Um aspecto interessante envolvendo as negociações entre o governo e o FMI tem sido a necessidade quase obsessiva do Palácio do Planalto de retratar o novo pacote de socorro ao Brasil como um "programa nosso", um "programa brasileiro".

Na versão do governo, não fomos buscar ajuda em Washington, mas sim quebrar o galho do FMI, uma instituição que, doida para jogar dinheiro pela janela, não estaria encontrando país suficientemente generoso para recebê-lo.
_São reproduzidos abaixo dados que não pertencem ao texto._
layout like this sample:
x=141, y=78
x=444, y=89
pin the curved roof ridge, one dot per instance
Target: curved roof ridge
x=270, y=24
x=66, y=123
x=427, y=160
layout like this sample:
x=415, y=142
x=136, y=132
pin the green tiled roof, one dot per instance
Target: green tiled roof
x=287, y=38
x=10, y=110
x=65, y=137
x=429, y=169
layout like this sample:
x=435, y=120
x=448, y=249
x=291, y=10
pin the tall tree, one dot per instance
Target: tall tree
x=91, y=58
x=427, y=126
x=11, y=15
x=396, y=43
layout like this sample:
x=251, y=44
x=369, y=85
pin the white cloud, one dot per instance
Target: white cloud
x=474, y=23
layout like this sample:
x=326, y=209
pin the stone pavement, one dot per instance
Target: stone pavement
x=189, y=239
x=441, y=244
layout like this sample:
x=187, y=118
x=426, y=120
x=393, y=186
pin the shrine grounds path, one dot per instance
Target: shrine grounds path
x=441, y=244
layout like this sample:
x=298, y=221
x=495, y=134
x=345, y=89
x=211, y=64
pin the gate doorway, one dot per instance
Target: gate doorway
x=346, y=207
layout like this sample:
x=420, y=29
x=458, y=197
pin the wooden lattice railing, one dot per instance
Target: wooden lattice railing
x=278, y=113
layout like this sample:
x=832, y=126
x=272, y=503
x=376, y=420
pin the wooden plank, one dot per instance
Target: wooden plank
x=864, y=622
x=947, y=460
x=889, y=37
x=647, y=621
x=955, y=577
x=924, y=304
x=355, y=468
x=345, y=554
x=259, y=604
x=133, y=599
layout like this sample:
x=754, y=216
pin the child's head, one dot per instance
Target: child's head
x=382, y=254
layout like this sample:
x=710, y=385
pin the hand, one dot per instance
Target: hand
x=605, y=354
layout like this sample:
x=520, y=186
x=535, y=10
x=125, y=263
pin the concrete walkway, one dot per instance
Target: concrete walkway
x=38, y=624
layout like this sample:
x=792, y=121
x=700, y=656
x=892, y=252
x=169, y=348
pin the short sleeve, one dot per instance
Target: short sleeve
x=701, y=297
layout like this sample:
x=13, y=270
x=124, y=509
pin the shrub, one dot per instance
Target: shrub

Para manter viva essa versão, o ministro da Fazenda, Pedro Malan, pediu ao Fundo exclusividade na divulgação de qualquer item do pacote, cujo valor oficial, de US$ 15 bilhões, representa na verdade US$ 13,8 bilhões em recursos genuinamente novos - outro US$ 1,2 bilhão, que fazia parte do programa anterior, foi cancelado e reabsorvido no novo pacote.

Com a divulgação exclusiva, que deverá ser feita hoje ou amanhã, Malan pretende dar mais destaque aos slogans nacionalistas desenvolvidos pelo governo recentemente para justificar o novo socorro do Fundo.

O slogan que mais me diverte é aquele segundo o qual "temos crédito no FMI" por termos cumprido as metas do programa atual. Na verdade, o que temos no FMI é débito. Estamos devendo, hoje, US$ 3,6 bilhões ao Fundo.

A idéia de um "programa nosso" parece ter um objetivo específico e um pano de fundo eleitoral. O objetivo é rebater uma tolice com outra tolice. A tolice inicial, que o governo quis rebater com sua própria tolice, é a de que Fernando Henrique Cardoso entregou a soberania do país ao Fundo, tendo redigido um acordo "secreto" e se comprometido a vender o Banco do Brasil e o resto de nosso patrimônio ainda não foi privatizado.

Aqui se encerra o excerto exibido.